他们都或多或少受到恩惠,在这种地方,被人伸手拉一把,能越过生死的边界。
赵十九已经逐渐习惯成为人群中的焦点,如朱标所预料到的那样,他没有变得飘飘然,也没有妄自尊大,仍然一门心思想着起义,按朱标提前制定好的计划行动。
这种特质说起来似乎平常,实则非常难得,人总是容易松懈,容易改变,而且极易堕落,能坚持做一件难事的人万中无一,选中他来起事,实在是一步好棋。
初七时朱标和韩山童见了一面,从他那里得到不少物质上的帮助,正所谓过犹不及,既然要逼百姓们认识到自己的处境,那么分发粮食的行动就要拿捏住微妙的分寸。
给的多了,民工们产生依赖和惰性心理,日后拿不出更多东西,会造成升米恩斗米仇的局面,且生存危机消失后,自然没了造反的必要,前功尽弃,官吏那边也会起疑;给的少了,饿死人不说,人心不齐,也很难建立威信。
其中种种困难不做细说,处心积虑之下,赵十九初步有了与王六七当时同等的条件,不少人以他马首是瞻,天时地利人和,就看机会何时到来。
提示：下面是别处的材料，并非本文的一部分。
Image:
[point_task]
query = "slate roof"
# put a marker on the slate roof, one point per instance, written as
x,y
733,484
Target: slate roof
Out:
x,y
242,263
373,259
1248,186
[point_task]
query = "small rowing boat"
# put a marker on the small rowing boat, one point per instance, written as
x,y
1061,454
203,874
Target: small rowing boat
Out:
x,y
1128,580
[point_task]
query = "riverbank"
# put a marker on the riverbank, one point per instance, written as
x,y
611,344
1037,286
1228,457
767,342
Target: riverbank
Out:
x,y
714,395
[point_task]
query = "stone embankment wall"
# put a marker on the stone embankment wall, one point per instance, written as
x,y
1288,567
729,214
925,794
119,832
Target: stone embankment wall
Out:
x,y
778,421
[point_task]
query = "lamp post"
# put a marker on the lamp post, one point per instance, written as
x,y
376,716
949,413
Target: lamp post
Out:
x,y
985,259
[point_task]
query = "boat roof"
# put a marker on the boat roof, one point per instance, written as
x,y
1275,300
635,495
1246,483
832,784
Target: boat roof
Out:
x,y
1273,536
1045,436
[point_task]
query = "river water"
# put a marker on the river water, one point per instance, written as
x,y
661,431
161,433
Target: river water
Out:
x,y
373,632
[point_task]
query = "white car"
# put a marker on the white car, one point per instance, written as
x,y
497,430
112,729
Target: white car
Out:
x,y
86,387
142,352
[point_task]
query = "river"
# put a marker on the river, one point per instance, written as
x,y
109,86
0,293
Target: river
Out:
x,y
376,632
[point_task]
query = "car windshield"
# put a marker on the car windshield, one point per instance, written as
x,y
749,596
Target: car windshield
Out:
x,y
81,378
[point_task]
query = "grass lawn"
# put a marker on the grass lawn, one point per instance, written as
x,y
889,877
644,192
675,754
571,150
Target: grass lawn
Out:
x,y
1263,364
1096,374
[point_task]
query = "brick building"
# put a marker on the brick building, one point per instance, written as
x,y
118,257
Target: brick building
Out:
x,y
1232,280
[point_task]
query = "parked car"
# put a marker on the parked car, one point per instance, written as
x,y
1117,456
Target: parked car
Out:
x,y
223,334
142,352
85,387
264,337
“一口粥就能买你的命啊?”赵十九笑着拍拍少年的后脑勺,“你自己留着吧,以后孝顺父母用。”
“我不知道自己的爹娘是谁。”少年道,“街上的乞丐们叫我臭虫,这里的叔叔管我叫小臭虫。”
赵十九连想都没有想:“那你和我姓吧!我在族里排第十九,你做我弟弟,排二十,怎么样?你叫赵二十好不好?”
少年瞪大眼睛,流着泪道:“真的吗?我,我以后就叫……”
话还没有说完,一条鞭子凌空劈来,对准他的脸,用的力气好像是和他有仇,要把他劈成两半,随之砸下来的还有一句话,站在高处的小兵喝道:“哭什么哭,晦气!”
眼睁睁看着黑影袭来,三天里第一次吃上饭的少年,不,赵二十根本没有力气躲闪,能做的只有紧闭双眼,条件反射般地瑟缩一下身体。
哪怕他知道受伤的结果很可能会是发烧,会是生病,会迎来一张竹席滚进乱葬岗中,他也没有半点的法子。
然而赵二十准备接受的疼痛并没有到来,鲜血虽如约四溅,却不是属于他的,一个高大的身影牢牢护住他,鞭子打在赵十九背上。
“哥!”赵二十目眦欲裂,焦急地喊了一声。
旁边几人霍然起身,想要围过来看看赵十九的情况。
“要造反?”小兵并不慌张,他冷笑道,“你们不要忘了前几天那些贱种们的下场!做事情多考虑考虑!”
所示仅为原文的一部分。